Etre normand c'est quoi ?

MHAP : Une jeune normande rédigeant actuellement un mémoire a demandé au Collectif BEN de répondre aux questions qui lui semblent pertinentes :

- Qu’est ce qui vous fait dire que vous êtes normand ? (lieu de naissance, de résidence, lien familial…)

- Racontez-moi les moments où vous vous sentez normand ?

- Avez-vous une autre « région » d’appartenance ? (Ville, pays à l’intérieur de la Normandie, département, autre(s) région(s) française(s), autre pays…)

- Que représente pour vous le fait d’être normand ? (apport culturel, lien social…)

- Quand dites vous que vous êtes normand ? Qu’est que cela représente pour vous ? Cela est-il un plus ? Pourquoi ? Lequel ?

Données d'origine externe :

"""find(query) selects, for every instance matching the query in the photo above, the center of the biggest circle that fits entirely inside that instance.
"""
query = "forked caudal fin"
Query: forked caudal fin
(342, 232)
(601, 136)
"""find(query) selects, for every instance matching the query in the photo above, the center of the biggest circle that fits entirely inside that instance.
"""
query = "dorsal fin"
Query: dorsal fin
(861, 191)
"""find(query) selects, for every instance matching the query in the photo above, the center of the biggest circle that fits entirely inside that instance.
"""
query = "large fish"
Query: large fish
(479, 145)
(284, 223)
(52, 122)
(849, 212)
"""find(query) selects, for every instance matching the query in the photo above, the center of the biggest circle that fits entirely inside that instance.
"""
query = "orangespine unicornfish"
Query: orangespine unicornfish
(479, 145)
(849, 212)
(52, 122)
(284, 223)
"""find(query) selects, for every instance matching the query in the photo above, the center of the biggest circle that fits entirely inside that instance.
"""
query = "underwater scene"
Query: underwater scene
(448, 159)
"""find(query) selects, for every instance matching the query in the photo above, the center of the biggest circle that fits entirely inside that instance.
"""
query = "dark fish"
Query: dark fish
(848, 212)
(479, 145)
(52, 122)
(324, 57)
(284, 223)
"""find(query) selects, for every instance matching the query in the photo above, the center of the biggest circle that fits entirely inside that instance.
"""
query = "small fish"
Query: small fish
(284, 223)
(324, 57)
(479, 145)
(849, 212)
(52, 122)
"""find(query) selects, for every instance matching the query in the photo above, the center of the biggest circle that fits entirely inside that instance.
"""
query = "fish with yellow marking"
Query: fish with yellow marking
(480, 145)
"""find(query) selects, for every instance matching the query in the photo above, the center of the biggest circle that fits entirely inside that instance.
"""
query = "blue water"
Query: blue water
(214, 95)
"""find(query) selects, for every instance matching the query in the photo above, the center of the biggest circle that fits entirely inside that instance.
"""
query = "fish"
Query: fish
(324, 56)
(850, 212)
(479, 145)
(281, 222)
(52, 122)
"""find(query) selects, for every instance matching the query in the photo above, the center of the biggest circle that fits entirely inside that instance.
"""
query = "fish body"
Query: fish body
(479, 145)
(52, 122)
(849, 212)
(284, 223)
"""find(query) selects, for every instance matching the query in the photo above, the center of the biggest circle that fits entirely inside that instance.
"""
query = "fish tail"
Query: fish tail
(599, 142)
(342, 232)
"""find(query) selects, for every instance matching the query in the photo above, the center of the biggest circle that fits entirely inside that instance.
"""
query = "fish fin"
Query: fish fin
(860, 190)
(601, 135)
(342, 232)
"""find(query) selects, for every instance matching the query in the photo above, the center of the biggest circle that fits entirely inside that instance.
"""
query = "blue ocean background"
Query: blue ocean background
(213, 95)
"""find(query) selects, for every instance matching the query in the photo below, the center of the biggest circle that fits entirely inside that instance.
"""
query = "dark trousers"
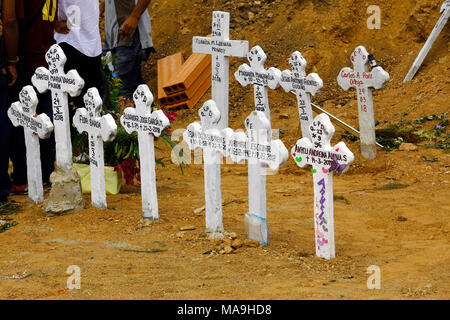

- Pourquoi utiliser le terme de Normandie alors que c’est une région « fictive » ? MHAP : être normand n'est pas une fiction mademoiselle!

- Utiliser vous des symboles au quotidien qui rappelle votre appartenance régionale ? Lesquels ?

Et les réponses formulées par le Collectif BEN :

Bonsoir,

Nous avons précisement le projet d'écrire un livre sur toutes ces questions pour présenter au public habitant notre région toutes ces problématiques... J'ai une réunion de travail demain 17 août sur ce sujet avec un ami avec qui je collabore à ce projet: nous allons donc travailler ensemble sur votre questionnaire... On vous en donnera une réponse dès que possible...

A noter aussi que sur le même sujet le géographe Armand Frémont prépare un livre intitulé "Normandie sensible" qui paraîtra à l'automne prochain...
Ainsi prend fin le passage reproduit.